Further, a rear end of the air guide <NUM>, may be disposed more toward the front than the door exhaust port <NUM> in the front-rear direction.

Accordingly, a passage having a sufficient height that allows air inside the door <NUM> to be discharged to the front space S through the door exhaust port <NUM> can be formed between the door exhaust port <NUM> and the air guide <NUM>.

As a result, air discharged from the door exhaust port <NUM> and air discharged from the exhaust port <NUM> may pass through a section where the air guide <NUM> is disposed after being sufficiently mixed with each other in the front space S.

Also, when the rear end of the air guide <NUM> is disposed at the above-described position, the air guide <NUM> is not an obstacle disposed at an upper portion of the door exhaust port <NUM> in the vertical direction.
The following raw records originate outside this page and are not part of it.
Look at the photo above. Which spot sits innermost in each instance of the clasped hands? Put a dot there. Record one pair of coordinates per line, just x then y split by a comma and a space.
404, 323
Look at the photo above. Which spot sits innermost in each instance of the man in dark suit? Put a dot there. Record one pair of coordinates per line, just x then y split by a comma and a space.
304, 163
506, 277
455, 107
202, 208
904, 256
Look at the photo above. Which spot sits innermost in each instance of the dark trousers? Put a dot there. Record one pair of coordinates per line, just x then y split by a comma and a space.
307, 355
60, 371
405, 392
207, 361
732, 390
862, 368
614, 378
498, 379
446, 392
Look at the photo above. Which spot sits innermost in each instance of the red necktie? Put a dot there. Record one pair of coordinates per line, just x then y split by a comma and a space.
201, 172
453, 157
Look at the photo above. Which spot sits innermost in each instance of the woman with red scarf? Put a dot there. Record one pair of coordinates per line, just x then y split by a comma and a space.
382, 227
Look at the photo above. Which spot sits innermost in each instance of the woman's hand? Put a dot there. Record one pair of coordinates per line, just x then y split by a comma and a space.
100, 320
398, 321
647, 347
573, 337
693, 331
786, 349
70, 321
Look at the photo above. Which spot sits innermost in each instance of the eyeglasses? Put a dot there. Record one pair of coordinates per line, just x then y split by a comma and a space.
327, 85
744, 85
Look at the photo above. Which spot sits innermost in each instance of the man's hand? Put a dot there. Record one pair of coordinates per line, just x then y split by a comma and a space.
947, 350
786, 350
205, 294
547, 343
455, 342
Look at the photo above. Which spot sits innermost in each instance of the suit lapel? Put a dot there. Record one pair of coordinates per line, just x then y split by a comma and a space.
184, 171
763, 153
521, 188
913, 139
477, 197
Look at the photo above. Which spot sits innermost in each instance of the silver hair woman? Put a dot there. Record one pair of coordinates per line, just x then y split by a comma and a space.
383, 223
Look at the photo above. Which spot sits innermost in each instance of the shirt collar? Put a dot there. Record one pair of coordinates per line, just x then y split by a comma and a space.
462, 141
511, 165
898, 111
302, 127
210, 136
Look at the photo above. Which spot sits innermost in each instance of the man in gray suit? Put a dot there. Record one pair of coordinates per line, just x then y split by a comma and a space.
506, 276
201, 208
Due to the air guide <NUM>, the flow resistance around the door exhaust port <NUM> can be effectively reduced.

As another example, the front end of the air guide <NUM> may be disposed at a position coinciding with at least any one of a front-side end of the control panel <NUM> and a front-side end of the door <NUM> in the front-rear direction.

For example, when viewed from a side, the front end of the air guide <NUM> and a front-side lower end corner of the control panel <NUM> may be disposed to be collinear. Also, when viewed from the side, the front end <NUM> of the air guide <NUM> and a front-side upper end corner of the door <NUM> may be disposed to be collinear.

By the air guide <NUM> being disposed as described above, the positions of the control panel <NUM>, the air guide <NUM>, and the door <NUM> are aligned, and the exterior of the cooking appliance may seem more balanced, and thus the aesthetics of the cooking appliance can be further enhanced.

In this way, the air guide <NUM> is disposed to be biased toward the front side of the front space S in the front space S in order to enhance the aesthetics of the cooking appliance.

That is, by being disposed to be biased toward the front side of the front space S in the front space S, the air guide <NUM> of the present embodiment can simultaneously provide an effect of suppressing the generation of a vortex in the front space S and an effect of enhancing the aesthetics of the cooking appliance.

Claim 1:
A cooking appliance comprising:
a main body (<NUM>) having a cooking chamber (<NUM>) therein, the cooking chamber (<NUM>) having an open front side;
an electric component space (<NUM>) disposed above the cooking chamber (<NUM>) and separated from the cooking chamber (<NUM>);
a door (<NUM>) disposed at a front of the main body (<NUM>) and configured to open and close the cooking chamber (<NUM>);
a control panel (<NUM>) disposed above the door (<NUM>) and in front of the electric component space (<NUM>); and
a front panel (<NUM>, <NUM>) between the door (<NUM>) and the cooking chamber (<NUM>) and/or between the door (<NUM>) and the electric component space (<NUM>);
wherein the control panel (<NUM>) is spaced apart from the door (<NUM>) defining a front space (S) therein between, wherein the front space (S) is in front of the front panel (<NUM>, <NUM>); and characterized in that
an air guide (<NUM>) disposed in the front space (S) and between the door (<NUM>) and the control panel (<NUM>) and covering at least a portion of the front panel (<NUM>, <NUM>) from a front side of the front space (S); and
at least one cover protrusion (<NUM>, 250a) protruding from the door (<NUM>) into the front space (S), or at least one cover protrusion (<NUM>, 250a) protruding from the control panel (<NUM>) into the front space (S); and
wherein the cover protrusion (<NUM>, 250a) is configured to guide a position of the air guide (<NUM>) by contacting the air guide (<NUM>) in a horizontal direction and/or a front-rear direction; and
wherein the air guide (<NUM>) is coupled to the cover protrusion (<NUM>, 250a); and
wherein the cover protrusion (<NUM>, 250a) includes:
a fastening portion (<NUM>) coupled to the air guide (<NUM>) and in contact with the air guide (<NUM>) in a vertical direction; and
a guiding portion (<NUM>) configured to contact the air guide (<NUM>) or a rear side of the air guide (<NUM>) in the horizontal direction and/or the front-rear direction to guide the position of the air guide (<NUM>) by contacting the air guide (<NUM>) in the horizontal direction and/or the front-rear direction.